It is now a little bit less than one year that Notre-Dame was burning. A French colleague alerted me in the halls of our office, and I went straight to my computer to watch the images and the news. We all remember the emotion that this event created in Paris, in France and around the world. The messages exchanged almost sounded like condolences, as if we had lost someone who was close.
In « Notre-Dame », his short book paying homage to the Parisian cathedral, the English author Ken Follet wrote: « Notre-Dame had always seemed eternal, and the medieval builders certainly thought it would last until the Day of Judgement; but suddenly we saw that it could be destroyed. In the life of every boy there is a painful moment when he realizes that his father is not all-powerful and invulnerable. The old man has weaknesses, he may become ill, and one day he will die. The fall of the spire made me think of that moment. »
In an emotional TV interview a few days after the fire, French writer François Cheng said: « We do not forget that this is Notre Dame, and therefore a maternal presence. Maternal love, we know what it is. For us, it is something natural, normal. We enjoy it, we benefit from it, we often abuse it, but without paying too much attention. One day, suddenly, that maternal presence is snatched away from us. Then we are plunged into an unending sadness, an unending regret. There was so much we could have told her, and we never did it. We did not even say « I love you ». Now it is too late. That feeling of « too late », it took us at the very moment when the spire became a torch and collapsed. » (see the video below -in French- starting at 4’50’’).
Whether the reference is to the father’s figure or maternal love, both writers got it right: Notre-Dame’s flames touched us intimately. Of course, Victor Hugo’s novel, “The Hunchback of Notre-Dame” in English, did a lot to place Notre-Dame de Paris inside our memories and consciences. I remember reading it for the first time when I was very young. More recently, I took it back with much pleasure. I was reading about forty pages every day during my metro commute, twenty pages in the morning, another twenty in the evening. Every night I gathered my children before bedtime and would summarize the day’s episode.
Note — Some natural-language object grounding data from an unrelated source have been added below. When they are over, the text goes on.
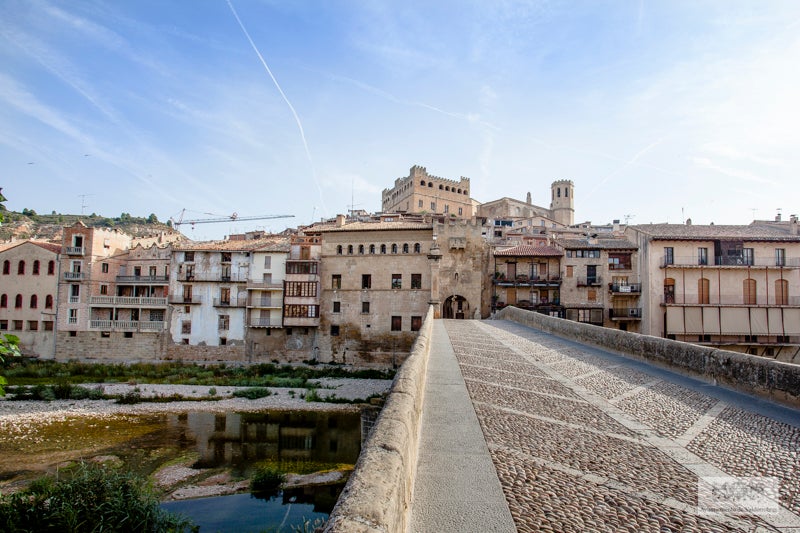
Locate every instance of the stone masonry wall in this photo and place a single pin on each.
(750, 374)
(378, 493)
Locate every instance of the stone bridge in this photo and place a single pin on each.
(504, 427)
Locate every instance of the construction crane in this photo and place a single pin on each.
(232, 218)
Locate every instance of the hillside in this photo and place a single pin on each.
(28, 224)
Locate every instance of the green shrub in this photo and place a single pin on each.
(90, 498)
(253, 393)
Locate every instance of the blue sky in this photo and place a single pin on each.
(657, 110)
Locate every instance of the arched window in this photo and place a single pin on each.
(781, 292)
(749, 291)
(702, 291)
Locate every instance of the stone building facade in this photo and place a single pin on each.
(735, 287)
(28, 295)
(419, 192)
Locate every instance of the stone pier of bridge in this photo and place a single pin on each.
(525, 431)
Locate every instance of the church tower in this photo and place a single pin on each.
(562, 205)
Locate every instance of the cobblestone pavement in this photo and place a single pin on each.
(584, 442)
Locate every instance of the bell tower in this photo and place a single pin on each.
(562, 204)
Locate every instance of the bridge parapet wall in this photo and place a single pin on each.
(751, 374)
(378, 494)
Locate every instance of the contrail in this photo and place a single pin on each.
(288, 103)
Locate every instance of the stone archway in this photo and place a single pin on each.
(455, 307)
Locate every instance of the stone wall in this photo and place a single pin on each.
(377, 496)
(750, 374)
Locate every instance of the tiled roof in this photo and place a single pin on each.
(594, 244)
(755, 232)
(265, 244)
(375, 226)
(526, 250)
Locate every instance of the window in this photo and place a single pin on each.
(702, 291)
(749, 290)
(781, 292)
(780, 257)
(301, 288)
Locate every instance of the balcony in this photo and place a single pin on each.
(630, 313)
(143, 279)
(625, 289)
(265, 323)
(181, 299)
(127, 325)
(132, 301)
(729, 261)
(729, 300)
(266, 303)
(229, 302)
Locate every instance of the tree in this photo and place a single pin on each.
(9, 346)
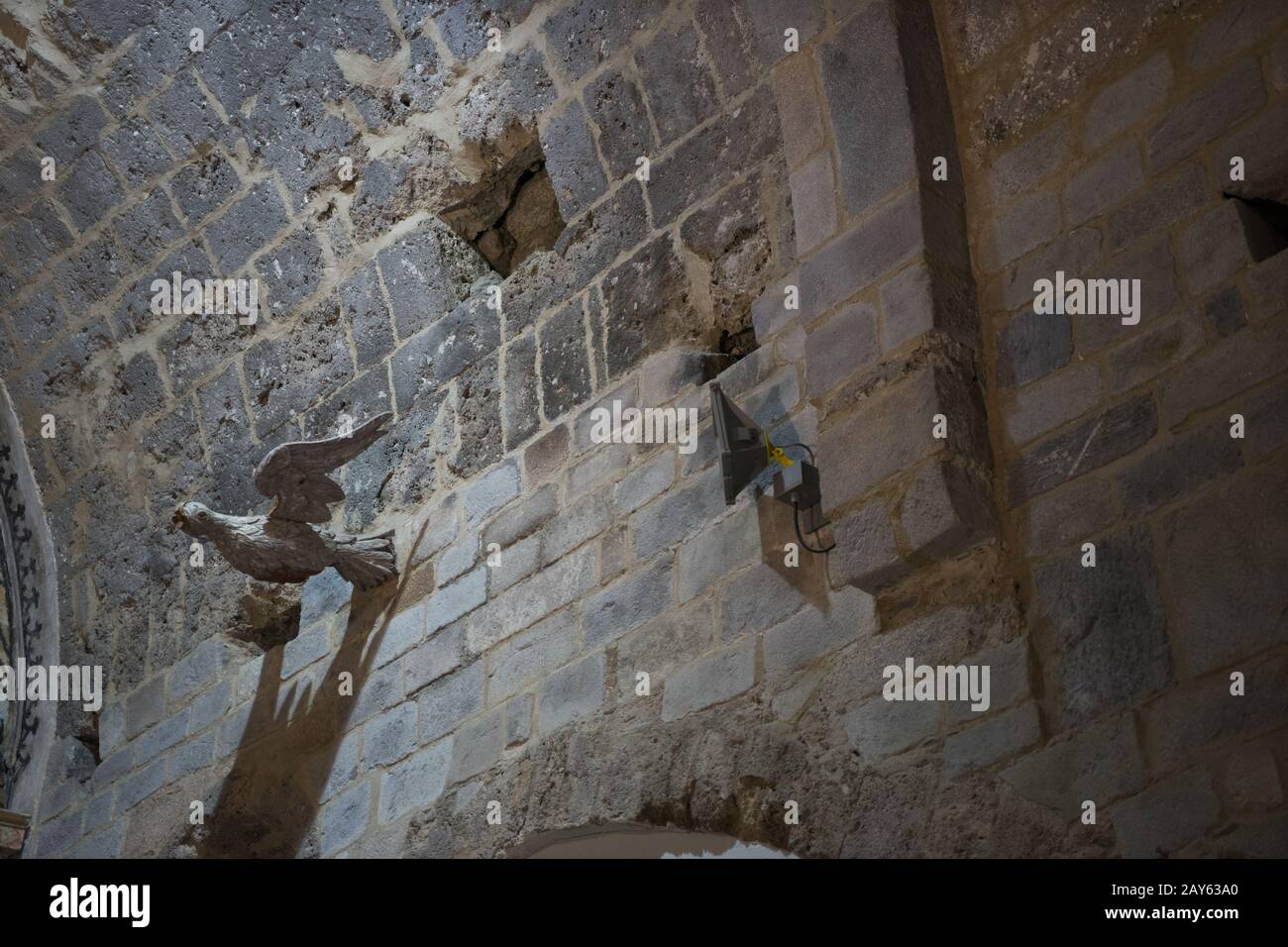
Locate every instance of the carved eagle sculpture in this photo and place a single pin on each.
(283, 547)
How Esmeralda, the gipsy girl dancing in Paris’ streets and on the cathedral’s parvis, unwittingly attracts the love of Claude Frollo, the church’s archdeacon who is thorn between his faith and his desires’ demands. Esmeralda falls in love with the handsome Captain Phoebus de Châteaupers. He is flattered by the attention from the young dancer, but he is already engaged to the aristocratic and jealous Fleur-de-Lys. Finally, Quasimodo, the bell ringer who lives in the towers, hunchback, half blind and limping. He first appears as a brute, but gradually his sensitivity and his love for Esmeralda become apparent, to the point that he will save her by taking her inside the cathedral as she stood on the verge of being hanged on the parvis, falsely accused of murder and witchcraft. Once the book was over, we relived all these intrigues by watching as a family the successful French musical, one scene per night, on Youtube.
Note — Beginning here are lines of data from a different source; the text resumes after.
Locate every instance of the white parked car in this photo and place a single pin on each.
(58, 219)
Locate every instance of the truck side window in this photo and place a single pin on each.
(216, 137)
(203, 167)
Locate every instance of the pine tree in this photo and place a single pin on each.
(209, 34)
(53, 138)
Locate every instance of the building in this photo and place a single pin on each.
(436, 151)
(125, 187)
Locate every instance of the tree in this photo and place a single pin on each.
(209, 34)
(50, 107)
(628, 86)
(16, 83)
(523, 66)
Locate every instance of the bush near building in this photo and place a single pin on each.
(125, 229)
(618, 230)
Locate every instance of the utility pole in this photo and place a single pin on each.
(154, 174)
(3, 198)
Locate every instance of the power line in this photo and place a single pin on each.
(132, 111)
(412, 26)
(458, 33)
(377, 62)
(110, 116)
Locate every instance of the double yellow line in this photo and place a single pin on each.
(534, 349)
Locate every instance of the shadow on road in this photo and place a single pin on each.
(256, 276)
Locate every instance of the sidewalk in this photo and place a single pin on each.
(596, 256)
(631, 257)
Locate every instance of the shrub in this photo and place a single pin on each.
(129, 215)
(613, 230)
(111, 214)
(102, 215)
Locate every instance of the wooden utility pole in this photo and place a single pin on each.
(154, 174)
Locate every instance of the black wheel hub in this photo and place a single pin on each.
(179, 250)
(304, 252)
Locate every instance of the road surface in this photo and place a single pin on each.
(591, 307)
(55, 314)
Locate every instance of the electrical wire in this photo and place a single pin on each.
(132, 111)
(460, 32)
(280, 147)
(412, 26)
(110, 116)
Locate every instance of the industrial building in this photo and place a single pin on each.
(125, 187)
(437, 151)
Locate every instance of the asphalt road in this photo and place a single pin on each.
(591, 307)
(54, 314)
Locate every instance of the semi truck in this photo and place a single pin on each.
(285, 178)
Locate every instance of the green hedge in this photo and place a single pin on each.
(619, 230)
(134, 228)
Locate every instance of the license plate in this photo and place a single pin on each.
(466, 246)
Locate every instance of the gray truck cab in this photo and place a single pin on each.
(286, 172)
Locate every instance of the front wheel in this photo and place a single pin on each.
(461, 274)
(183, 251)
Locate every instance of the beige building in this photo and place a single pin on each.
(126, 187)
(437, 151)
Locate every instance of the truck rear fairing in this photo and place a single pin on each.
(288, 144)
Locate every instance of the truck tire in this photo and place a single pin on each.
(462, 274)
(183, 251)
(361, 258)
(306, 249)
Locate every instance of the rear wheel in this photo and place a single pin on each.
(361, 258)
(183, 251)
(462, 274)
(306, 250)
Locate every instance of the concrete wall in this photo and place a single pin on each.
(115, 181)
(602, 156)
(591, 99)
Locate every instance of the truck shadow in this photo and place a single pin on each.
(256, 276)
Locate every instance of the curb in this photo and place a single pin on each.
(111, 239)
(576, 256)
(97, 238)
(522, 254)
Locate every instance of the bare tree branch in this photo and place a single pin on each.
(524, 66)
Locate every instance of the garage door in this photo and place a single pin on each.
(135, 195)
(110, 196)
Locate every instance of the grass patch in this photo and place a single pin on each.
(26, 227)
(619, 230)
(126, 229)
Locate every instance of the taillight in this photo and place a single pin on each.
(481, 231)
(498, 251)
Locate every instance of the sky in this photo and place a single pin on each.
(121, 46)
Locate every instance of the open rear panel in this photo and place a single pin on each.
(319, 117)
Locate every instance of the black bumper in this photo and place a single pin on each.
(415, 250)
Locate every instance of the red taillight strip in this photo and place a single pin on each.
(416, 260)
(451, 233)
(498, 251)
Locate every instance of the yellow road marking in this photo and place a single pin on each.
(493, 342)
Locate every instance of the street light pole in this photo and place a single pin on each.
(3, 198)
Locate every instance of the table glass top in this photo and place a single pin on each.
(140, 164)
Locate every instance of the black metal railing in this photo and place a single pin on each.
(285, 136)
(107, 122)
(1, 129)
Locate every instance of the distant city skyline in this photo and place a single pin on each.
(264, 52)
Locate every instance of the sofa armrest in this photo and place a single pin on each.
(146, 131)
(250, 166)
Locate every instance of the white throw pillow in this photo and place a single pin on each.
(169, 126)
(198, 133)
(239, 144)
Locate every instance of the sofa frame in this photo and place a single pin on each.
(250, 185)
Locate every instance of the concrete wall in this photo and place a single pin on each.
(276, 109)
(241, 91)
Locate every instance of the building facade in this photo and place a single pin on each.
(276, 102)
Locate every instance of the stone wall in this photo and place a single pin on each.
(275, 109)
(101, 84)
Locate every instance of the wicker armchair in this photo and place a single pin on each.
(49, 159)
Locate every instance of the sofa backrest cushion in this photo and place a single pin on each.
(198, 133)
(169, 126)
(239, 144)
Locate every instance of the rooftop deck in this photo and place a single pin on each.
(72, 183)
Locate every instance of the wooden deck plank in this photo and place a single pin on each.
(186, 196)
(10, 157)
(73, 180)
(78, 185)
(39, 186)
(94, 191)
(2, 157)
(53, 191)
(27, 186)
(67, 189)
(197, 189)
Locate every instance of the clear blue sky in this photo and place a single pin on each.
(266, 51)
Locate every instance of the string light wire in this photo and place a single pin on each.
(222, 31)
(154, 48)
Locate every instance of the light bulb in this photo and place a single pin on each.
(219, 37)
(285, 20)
His novel « The Pillars of the Earth » is the reason why Ken Follet has been in high demand after Notre-Dame’s fire. This is another book which I read a long time ago and reread recently to summarize it every night for my younger son. The story takes place in 12th century England and describes the construction of the fictional Kingsbridge cathedral. Ken Follet masterfully tells the human adventure experienced by a medieval town over the length of such a project, spanning several generations. One episode came back in memory during the Notre-Dame fire: when Jack Jackson, a young boy, climbs on top of the old cathedral to set a fire in the hope that his stepfather, Tom builder, would be hired to build the new church. After many events, it is Jack Jackson himself who will finalize the new cathedral’s construction, in the new gothic style that he learned while helping to build the Saint-Denis Basilica in the outskirts of Paris.
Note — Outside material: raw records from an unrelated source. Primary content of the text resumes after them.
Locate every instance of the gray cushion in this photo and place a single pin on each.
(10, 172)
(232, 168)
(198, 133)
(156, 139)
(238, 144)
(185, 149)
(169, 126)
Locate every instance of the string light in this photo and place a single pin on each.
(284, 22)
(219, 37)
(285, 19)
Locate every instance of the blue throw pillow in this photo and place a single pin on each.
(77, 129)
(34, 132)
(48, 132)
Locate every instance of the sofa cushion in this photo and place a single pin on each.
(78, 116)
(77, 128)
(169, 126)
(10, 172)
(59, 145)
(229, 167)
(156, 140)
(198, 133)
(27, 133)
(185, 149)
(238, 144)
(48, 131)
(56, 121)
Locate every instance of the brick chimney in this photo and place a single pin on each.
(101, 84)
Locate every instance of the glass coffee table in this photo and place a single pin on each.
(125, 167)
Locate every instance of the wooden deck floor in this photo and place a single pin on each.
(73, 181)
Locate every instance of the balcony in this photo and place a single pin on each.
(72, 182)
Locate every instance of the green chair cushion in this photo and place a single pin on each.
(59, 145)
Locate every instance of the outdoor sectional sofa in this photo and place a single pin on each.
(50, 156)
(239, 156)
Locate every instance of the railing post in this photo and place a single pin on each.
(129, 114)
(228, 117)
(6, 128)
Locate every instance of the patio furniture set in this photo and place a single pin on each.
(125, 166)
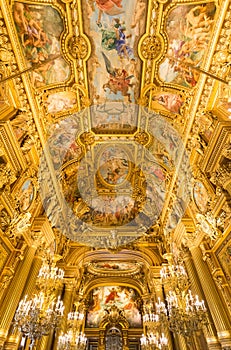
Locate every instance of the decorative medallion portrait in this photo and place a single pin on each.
(26, 195)
(114, 265)
(115, 28)
(60, 101)
(167, 102)
(39, 30)
(200, 196)
(104, 297)
(189, 29)
(114, 165)
(114, 268)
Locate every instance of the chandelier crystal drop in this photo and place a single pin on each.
(71, 341)
(38, 316)
(187, 314)
(74, 338)
(182, 312)
(153, 341)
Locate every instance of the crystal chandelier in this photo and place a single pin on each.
(37, 316)
(74, 338)
(187, 314)
(153, 337)
(183, 312)
(153, 341)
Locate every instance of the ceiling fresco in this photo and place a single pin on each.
(102, 298)
(115, 148)
(114, 28)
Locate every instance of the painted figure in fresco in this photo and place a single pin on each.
(189, 30)
(112, 296)
(119, 80)
(114, 38)
(171, 102)
(109, 7)
(138, 17)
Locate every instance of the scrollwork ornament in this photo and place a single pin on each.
(151, 47)
(142, 138)
(77, 46)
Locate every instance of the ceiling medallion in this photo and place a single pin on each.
(151, 47)
(78, 47)
(116, 190)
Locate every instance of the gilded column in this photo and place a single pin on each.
(178, 339)
(217, 309)
(14, 293)
(67, 302)
(210, 331)
(12, 342)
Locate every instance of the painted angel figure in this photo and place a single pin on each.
(109, 7)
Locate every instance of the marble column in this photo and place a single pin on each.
(210, 330)
(12, 342)
(216, 307)
(14, 293)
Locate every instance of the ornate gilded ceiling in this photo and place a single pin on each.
(103, 98)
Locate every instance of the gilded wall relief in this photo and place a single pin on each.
(200, 196)
(26, 195)
(60, 101)
(167, 102)
(39, 30)
(4, 255)
(114, 28)
(189, 29)
(124, 298)
(224, 256)
(114, 118)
Saint-Denis, necropolis of the French Kings, is indeed the precursor of Gothic architecture which inspired the building of Notre-Dame on the l’Ile de la Cité. During my last visit in Paris, I went to Saint-Denis – the church is superb and there are few tourists – before walking around Notre-Dame, whose nave seen from the banks of the Seine is protected by scaffolding but whose towers, thanks God, still sand dominating the landscape.